A client of mine prompted me to look look into a fair number of soft 404s being reported by google webmaster tools. Of the 800 or so reported errors, all of them contained index.php in the URL (e.g. www.mysite.com/index.php/node/345 or even with pathauto on it was the same)
That led me try it on Drupal.org (and several other Drupal sites). If you go to http://drupal.org/index.php/about (notice the "index.php" it actually returns you to the frontpage, when it should produce a full 404.
According to Google at http://www.google.com/support/webmasters/bin/answer.py?answer=181708
Returning a code other than 404 or 410 for a non-existent page (or redirecting users to another page, such as the homepage, instead of returning a 404) can be problematic. Firstly, it tells search engines that there’s a real page at that URL. As a result, that URL may be crawled and its content indexed. Because of the time Googlebot spends on non-existent pages, your unique URLs may not be discovered as quickly or visited as frequently and your site’s crawl coverage may be impacted (also, you probably don’t want your site to rank well for the search query.
Any thoughts on this?
Comments
Comment #1
geerlingguy commentedMy Drupal 7 site doesn't seem to have this problem... A 404 is reported if I add in index.php to the path. Maybe this is a 6.x issue?
Comment #2
pixelsweatshop commentedYou are right, Jeff. I have done some more testing and it is indeed only a D6 issue. Remarking.
Comment #3
pixelsweatshop commentedDue to the potential negative impact on SEO, the sheer number of Drupal sites that can be affected and the fact that Google has flagged Soft404s as "Problematic". I am moving this issue up to major.
Comment #4
dman commentedThere are actually an unlimited number of ways you can fool Drupal into giving you something that is not really there.

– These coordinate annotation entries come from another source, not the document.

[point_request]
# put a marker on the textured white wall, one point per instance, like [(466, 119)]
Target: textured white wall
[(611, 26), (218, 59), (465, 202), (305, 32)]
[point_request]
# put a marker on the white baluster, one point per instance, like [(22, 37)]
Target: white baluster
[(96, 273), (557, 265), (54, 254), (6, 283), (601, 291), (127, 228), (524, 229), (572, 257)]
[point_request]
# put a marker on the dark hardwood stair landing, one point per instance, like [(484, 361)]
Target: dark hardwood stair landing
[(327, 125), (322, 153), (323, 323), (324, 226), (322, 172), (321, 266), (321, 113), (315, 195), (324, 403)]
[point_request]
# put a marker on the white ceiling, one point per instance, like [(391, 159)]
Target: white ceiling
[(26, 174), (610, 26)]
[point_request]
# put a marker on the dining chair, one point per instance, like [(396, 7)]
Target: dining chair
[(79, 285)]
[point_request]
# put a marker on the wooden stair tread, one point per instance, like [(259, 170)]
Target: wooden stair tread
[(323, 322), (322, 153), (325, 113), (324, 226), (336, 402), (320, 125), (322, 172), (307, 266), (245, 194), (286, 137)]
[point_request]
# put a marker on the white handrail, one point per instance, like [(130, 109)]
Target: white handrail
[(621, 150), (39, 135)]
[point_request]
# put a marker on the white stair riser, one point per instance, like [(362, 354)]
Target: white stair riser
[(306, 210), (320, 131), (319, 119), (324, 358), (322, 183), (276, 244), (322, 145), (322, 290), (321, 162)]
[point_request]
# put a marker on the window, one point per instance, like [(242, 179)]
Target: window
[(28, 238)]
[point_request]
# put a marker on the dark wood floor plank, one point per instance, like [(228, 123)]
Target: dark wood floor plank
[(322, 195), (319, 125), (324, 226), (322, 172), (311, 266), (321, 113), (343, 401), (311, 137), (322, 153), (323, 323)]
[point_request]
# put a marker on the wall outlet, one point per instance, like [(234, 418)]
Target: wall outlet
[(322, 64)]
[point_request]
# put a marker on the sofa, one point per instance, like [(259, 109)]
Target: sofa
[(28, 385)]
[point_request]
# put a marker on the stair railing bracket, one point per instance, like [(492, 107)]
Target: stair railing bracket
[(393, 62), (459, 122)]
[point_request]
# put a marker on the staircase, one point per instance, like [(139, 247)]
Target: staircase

http://drupal.org/node/1316128/not/a/path
http://drupal.org/user/693674/doesn't/exist
It's been noticed before, but we've survived this long ...
Comment #5
geerlingguy commentedComment #6
pixelsweatshop commenteddman: I see your point, however, try that on any D7 site and it returns a hard 404. So there is something in D7 that is properly controlling this that should be backported to D6.
Comment #7
dman commentedMy guess - based on how path routing works - it that the something that deals with it in D7 is an enforcement of the rules where a modules hook_menu defines which and how many arguments it takes. Unless otherwise stated, the additional arguments get split into an array and passed to the callback function - which usually ignores anything it didn't ask for and returns what it thinks you asked for.
Changing that rule would affect ... pretty much every module in D6. :-/
Comment #8
pixelsweatshop commentedWhat about adding to robot.txt
Disallow: /index.php
Disallow: /index.php/*
It won't stop the soft404's but it will keep search engines from indexing the problem.